Of interest is the fact that the AGC in oral argument asked the Court to reject the line of common law authority on rectification that stems from the Ontario Court of Appeal’s decision in Canada (Attorney General) v. Juliar, 50 O.R. (3d) 728, in 2000. The AGC argued that Juliar is overbroad and therefore incompatible with the SCC’s decisions in Shafron v. KRG Insurance Brokers (Western) Inc., 2009 SCC 6, and Performance Industries Ltd. v. Sylvan Lake Golf & Tennis Club Ltd., 2002 SCC 19, which were non-tax rectification cases.
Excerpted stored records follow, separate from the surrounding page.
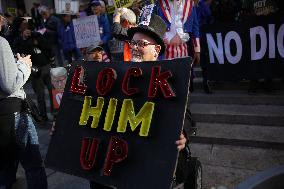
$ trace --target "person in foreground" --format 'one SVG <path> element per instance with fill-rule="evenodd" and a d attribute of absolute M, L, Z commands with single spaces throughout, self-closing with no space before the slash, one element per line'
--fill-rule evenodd
<path fill-rule="evenodd" d="M 0 15 L 0 32 L 6 28 Z M 35 125 L 27 113 L 23 90 L 31 74 L 30 55 L 15 62 L 11 47 L 0 36 L 0 188 L 10 189 L 18 162 L 25 169 L 28 189 L 46 189 L 47 179 Z"/>
<path fill-rule="evenodd" d="M 152 15 L 149 25 L 138 25 L 128 29 L 127 33 L 130 39 L 129 44 L 132 49 L 132 61 L 157 61 L 158 57 L 165 52 L 165 44 L 162 36 L 166 31 L 164 21 L 157 15 Z M 184 134 L 180 135 L 176 141 L 177 149 L 183 150 L 186 145 L 186 137 Z M 91 189 L 109 189 L 110 187 L 101 184 L 90 182 Z"/>

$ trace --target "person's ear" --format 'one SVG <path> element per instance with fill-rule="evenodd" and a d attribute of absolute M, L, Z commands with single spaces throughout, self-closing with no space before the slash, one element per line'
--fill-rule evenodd
<path fill-rule="evenodd" d="M 159 54 L 160 54 L 161 49 L 162 49 L 161 45 L 156 45 L 156 46 L 155 46 L 155 50 L 156 50 L 156 52 L 158 53 L 158 56 L 159 56 Z"/>

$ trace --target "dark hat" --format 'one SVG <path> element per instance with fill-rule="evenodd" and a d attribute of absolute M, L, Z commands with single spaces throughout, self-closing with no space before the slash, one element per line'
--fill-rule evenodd
<path fill-rule="evenodd" d="M 91 53 L 91 52 L 93 52 L 95 50 L 103 51 L 104 49 L 101 46 L 99 46 L 99 45 L 91 45 L 91 46 L 89 46 L 87 48 L 87 53 Z"/>
<path fill-rule="evenodd" d="M 146 34 L 153 38 L 159 45 L 161 45 L 160 55 L 165 52 L 165 43 L 163 36 L 166 32 L 167 26 L 164 20 L 152 14 L 154 5 L 147 5 L 143 7 L 140 15 L 140 21 L 137 27 L 129 28 L 127 35 L 129 39 L 132 39 L 134 34 L 139 32 Z"/>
The SCC refused to comment on this point, as the Court felt that it was not an appropriate case for such a discussion because AES and Riopel involved the Code, whereas Juliar was decided under the common law.
The SCC’s decision does not extend or curtail the limits of rectification, as we understand it, from a common law perspective. It should be noted that the AGC sought leave to the SCC in the Juliar case and leave was refused. Since the Juliar decision, there have been numerous rectification cases heard by the common law courts across the country, giving the AGC ample opportunity to intervene in these rectification applications.
For clients, the status quo remains. While the precise boundaries of rectification remedies are difficult to define, it is clear that there is a boundary where rectification goes beyond fixing errors, becoming essentially retroactive tax planning. Accordingly, the SCC warns taxpayers not to view the decision as “an invitation to engage in bold tax planning on the assumption that it will always be possible to redo their contract retroactively should that planning fail.”
It is important for professional advisors to understand the client’s instructions and document the intention with any tax planning, especially if the transactions are to occur on a tax-deferred basis. It is best practice to ensure that the recitals in tax planning documentation accord with the parties’ intentions.
Finally, one should be aware that if a rectification involves a US person resident in Canada and/or the rectification is in respect of US assets, the Canadian principles of rectification may or may not be compatible with the US legal principles of rectification or rescission. Caution!